Attirer le grand Choubidouwaka n’est pas chose facile : j’ignore son lieu d’habitation et la seule information dont je dispose, c’est qu’il va faire ses courses dans le supermarché en dessous de chez nous.
J’ai donc prétexté avoir oublié un de mes élastiques à cheveux dans un rayon, un jour où Papa et moi sommes partis faire les courses, et j’ai dit à l’une des caissières qui m’inspirait le plus confiance que j’avais perdu mon papa et que j’aimerai bien faire une annonce au micro pour qu’il vienne me rejoindre. Attendrie, la caissière m’a tendue sans hésiter son micro, dans lequel j’ai crié « Choubidouwaka tu es un horrible Monsieur qui donne des cancers à des gentilles Maman ! Je te déteste et tu sens mauvais des pieds. Si tu veux me donner un cancer, vient me retrouver à l’hôpital Médipôle, en chambre 345 ! »
La caissière m’a regardée avec des yeux grands écarquillés. Je pense que si elle avait été un poisson dans l’eau, une énorme bulle d’air serait sortie de sa bouche grande ouverte en forme de o. J’ai pris mes jambes à mon coup, parce que je ne voulais tout de même pas que le grand Chubidouwaka me donne un cancer à moi aussi, et j’ai demandé à Papa de m’amener à l’hôpital.

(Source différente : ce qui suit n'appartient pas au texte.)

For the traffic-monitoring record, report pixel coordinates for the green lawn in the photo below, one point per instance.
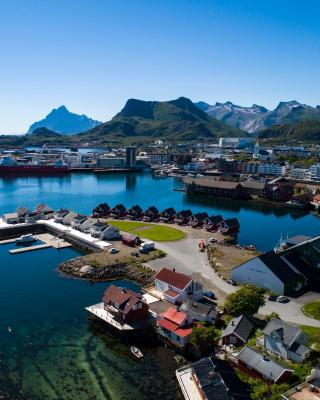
(312, 310)
(313, 335)
(158, 233)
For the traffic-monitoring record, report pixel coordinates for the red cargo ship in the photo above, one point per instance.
(10, 166)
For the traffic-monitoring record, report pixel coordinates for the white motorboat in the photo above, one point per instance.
(29, 238)
(136, 352)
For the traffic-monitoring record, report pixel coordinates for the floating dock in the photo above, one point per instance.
(30, 248)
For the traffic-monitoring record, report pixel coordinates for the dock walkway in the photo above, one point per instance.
(29, 248)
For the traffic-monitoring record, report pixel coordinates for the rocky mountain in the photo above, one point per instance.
(61, 120)
(256, 118)
(174, 120)
(303, 131)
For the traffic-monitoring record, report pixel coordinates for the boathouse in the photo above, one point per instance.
(102, 210)
(212, 223)
(135, 212)
(183, 217)
(167, 215)
(197, 220)
(151, 214)
(119, 211)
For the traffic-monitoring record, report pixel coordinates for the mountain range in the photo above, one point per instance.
(171, 120)
(256, 118)
(61, 120)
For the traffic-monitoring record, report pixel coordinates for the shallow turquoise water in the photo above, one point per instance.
(52, 352)
(260, 224)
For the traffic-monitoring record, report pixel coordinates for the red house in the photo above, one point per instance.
(127, 305)
(175, 326)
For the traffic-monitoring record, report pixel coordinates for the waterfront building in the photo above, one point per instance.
(270, 271)
(315, 172)
(130, 157)
(102, 210)
(175, 327)
(159, 158)
(176, 287)
(104, 231)
(119, 211)
(111, 162)
(167, 215)
(254, 363)
(212, 223)
(238, 331)
(151, 214)
(197, 220)
(214, 187)
(135, 212)
(272, 168)
(183, 217)
(202, 312)
(286, 341)
(201, 381)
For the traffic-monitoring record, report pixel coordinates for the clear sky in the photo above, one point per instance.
(93, 55)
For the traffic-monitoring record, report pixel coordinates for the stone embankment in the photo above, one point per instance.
(134, 271)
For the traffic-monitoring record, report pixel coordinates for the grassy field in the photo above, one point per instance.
(313, 335)
(158, 233)
(312, 310)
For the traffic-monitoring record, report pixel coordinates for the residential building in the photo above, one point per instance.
(124, 304)
(174, 326)
(254, 363)
(315, 172)
(272, 168)
(177, 287)
(286, 341)
(270, 271)
(238, 331)
(201, 381)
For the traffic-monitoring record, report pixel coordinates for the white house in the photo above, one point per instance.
(102, 231)
(176, 287)
(286, 341)
(269, 271)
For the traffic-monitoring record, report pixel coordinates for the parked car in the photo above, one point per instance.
(209, 294)
(282, 299)
(113, 250)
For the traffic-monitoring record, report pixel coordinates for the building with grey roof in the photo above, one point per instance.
(237, 331)
(255, 363)
(285, 340)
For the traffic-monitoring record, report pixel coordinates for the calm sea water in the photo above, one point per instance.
(52, 352)
(261, 224)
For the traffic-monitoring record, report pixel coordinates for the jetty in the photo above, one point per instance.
(29, 248)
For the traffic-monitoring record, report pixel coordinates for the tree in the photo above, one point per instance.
(246, 300)
(205, 338)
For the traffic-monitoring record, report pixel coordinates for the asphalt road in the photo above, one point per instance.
(185, 257)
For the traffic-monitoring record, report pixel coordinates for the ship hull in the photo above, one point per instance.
(33, 170)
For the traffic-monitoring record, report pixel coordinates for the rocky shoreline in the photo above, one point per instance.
(78, 268)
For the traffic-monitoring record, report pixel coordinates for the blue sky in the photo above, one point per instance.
(93, 55)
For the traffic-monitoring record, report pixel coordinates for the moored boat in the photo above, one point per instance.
(136, 352)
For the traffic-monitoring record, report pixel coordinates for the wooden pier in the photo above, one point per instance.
(29, 248)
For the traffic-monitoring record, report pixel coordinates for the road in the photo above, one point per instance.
(184, 256)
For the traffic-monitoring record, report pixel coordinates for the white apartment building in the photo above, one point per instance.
(315, 172)
(268, 168)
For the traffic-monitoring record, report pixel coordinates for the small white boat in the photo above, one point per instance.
(29, 238)
(136, 352)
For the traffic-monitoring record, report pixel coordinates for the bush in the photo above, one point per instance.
(246, 300)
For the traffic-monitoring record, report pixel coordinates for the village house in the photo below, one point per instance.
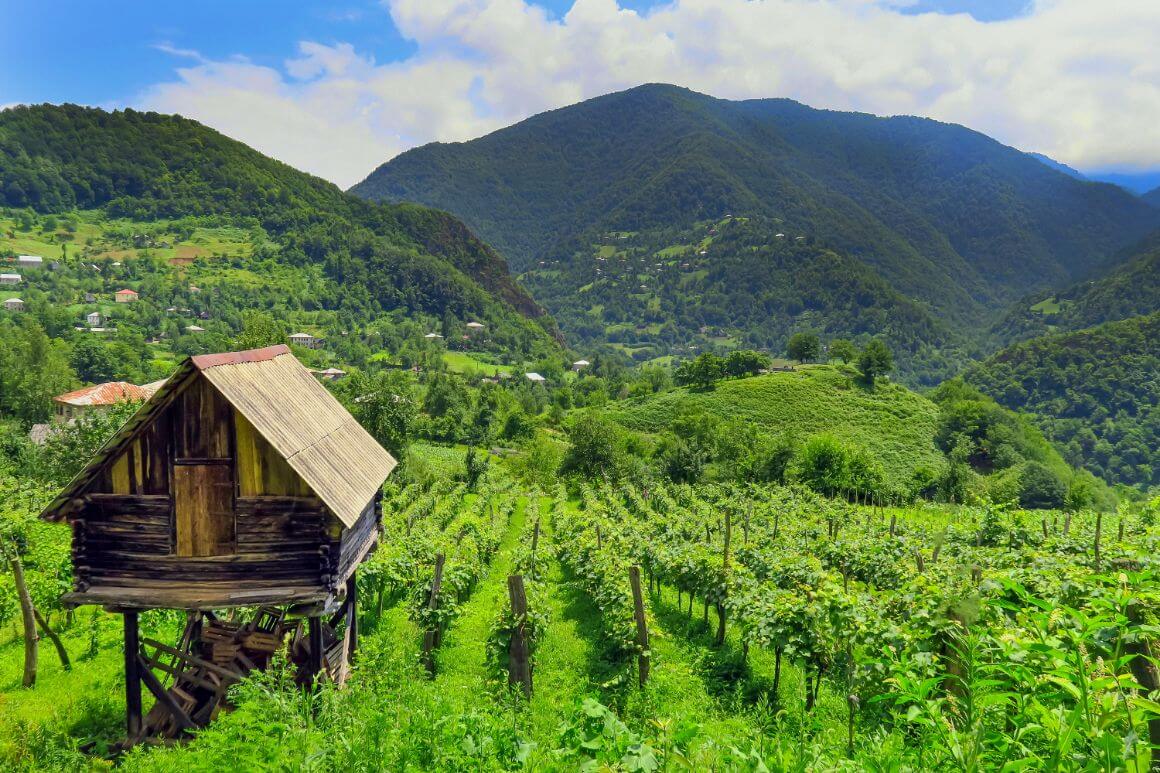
(305, 340)
(243, 485)
(98, 397)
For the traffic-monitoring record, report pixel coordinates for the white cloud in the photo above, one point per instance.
(1075, 79)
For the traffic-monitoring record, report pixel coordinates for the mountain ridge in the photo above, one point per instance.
(905, 195)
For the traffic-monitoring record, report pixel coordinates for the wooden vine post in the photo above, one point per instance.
(638, 613)
(432, 636)
(1099, 527)
(519, 656)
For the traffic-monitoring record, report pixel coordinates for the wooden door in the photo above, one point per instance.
(203, 510)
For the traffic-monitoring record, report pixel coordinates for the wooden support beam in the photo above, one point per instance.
(132, 679)
(519, 657)
(316, 650)
(638, 612)
(353, 620)
(162, 695)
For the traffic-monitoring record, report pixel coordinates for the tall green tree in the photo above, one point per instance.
(876, 360)
(804, 347)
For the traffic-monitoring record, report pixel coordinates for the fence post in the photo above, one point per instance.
(432, 636)
(519, 663)
(638, 612)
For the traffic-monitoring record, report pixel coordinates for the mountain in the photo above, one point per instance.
(1130, 287)
(1095, 392)
(943, 214)
(146, 166)
(1059, 166)
(739, 281)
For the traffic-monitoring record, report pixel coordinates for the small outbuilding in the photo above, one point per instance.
(241, 483)
(305, 340)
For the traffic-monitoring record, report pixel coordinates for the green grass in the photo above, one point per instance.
(896, 425)
(465, 362)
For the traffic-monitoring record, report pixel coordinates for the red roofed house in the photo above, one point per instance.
(98, 397)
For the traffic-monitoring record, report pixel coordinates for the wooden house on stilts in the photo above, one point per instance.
(240, 485)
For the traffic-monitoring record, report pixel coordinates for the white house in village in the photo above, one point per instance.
(305, 340)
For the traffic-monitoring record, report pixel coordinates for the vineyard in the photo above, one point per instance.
(678, 627)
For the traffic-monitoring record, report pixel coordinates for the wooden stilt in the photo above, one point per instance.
(353, 619)
(132, 679)
(316, 649)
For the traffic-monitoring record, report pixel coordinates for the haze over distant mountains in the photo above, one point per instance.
(947, 216)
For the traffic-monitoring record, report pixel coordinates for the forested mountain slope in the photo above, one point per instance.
(739, 281)
(1094, 391)
(944, 214)
(146, 166)
(1131, 287)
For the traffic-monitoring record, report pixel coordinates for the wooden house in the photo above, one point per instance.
(241, 483)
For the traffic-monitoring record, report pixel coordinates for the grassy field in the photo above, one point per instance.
(465, 362)
(896, 425)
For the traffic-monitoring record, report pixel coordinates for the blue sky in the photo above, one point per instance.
(335, 87)
(104, 52)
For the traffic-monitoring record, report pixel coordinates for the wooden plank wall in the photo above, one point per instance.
(123, 541)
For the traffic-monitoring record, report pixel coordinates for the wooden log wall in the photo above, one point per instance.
(125, 541)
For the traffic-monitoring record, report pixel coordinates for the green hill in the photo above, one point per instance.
(944, 214)
(144, 167)
(954, 442)
(896, 425)
(1094, 391)
(1129, 288)
(734, 282)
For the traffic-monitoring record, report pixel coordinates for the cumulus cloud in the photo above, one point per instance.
(1075, 79)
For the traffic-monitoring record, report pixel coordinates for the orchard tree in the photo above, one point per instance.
(876, 360)
(804, 347)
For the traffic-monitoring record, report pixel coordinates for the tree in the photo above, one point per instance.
(702, 371)
(93, 361)
(876, 360)
(840, 348)
(384, 405)
(595, 448)
(745, 362)
(804, 347)
(259, 330)
(1041, 488)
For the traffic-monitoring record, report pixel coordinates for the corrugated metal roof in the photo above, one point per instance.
(108, 394)
(339, 460)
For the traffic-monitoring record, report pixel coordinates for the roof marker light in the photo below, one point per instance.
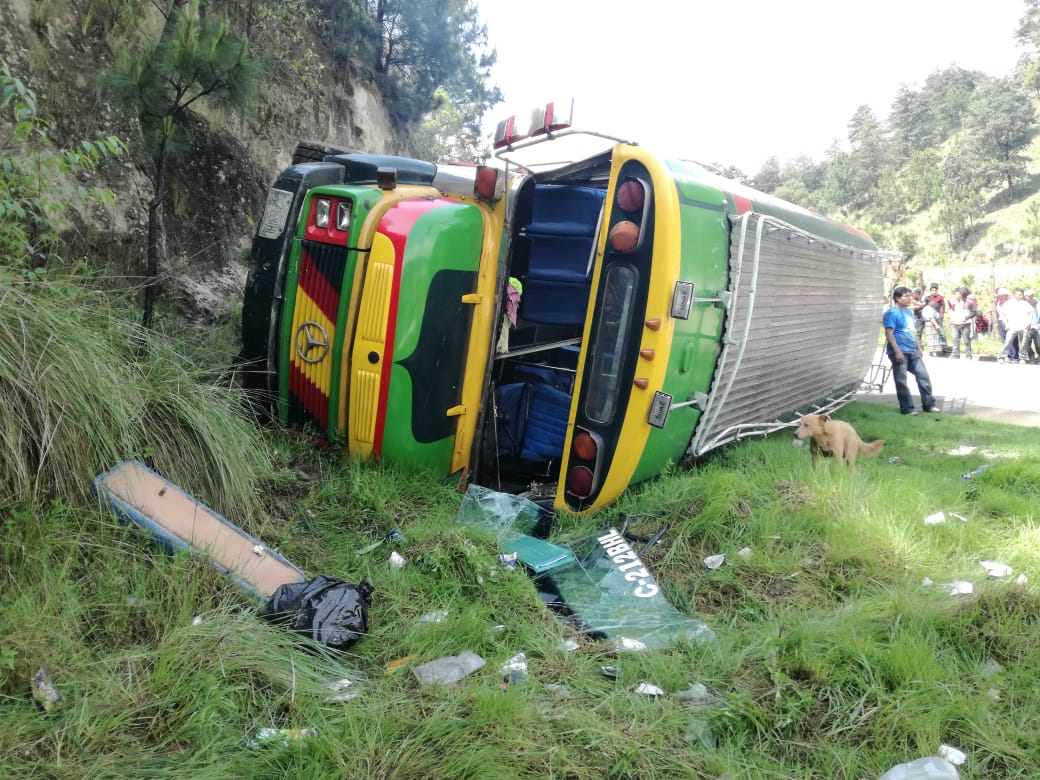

Maman était dans sa chambre et elle a été très surprise de nous voir arriver tous les deux, Papa et moi. Je me suis jetée dans ses bras, et je lui ai demandé si le Grand Choubidouwaka était venu la voir, et si elle avait réussi à lui donner un coup de seins. Elle m’a malheureusement informé que non, personne d’autre que nous n’étions venus la voir.
Contre toute attente, le grand Choubidouwaka s’est finalement manifesté quelques jours plus tard.
D’après Maman, il est venu au moment où elle est rentrée en salle d’opération. Elle m’a expliqué qu’elle avait reconnu le Choubidouwaka qui s’était déguisé en l’un des médecins. Il est un peu bête, parce qu’il a cru qu’en enfilant une blouse et un bonnet bleu il allait réussir à duper Maman. Heureusement, elle n’a pas hésité une seconde et elle lui a administré un énorme coup de seins dans les côtes. Le choc a été tellement fort que Maman en a gardé une petite cicatrice, que les médecins ont eu la gentillesse de soigner.
Je suis fière que Maman ait réussi à le choubidouwaker, même si Papa attribue tout le mérite aux médecins. Je m’en fiche, le sourire de Maman est revenu et aujourd’hui, elle et moi faisons très attention à ne pas énerver les personnes âgées dans les supermarchés.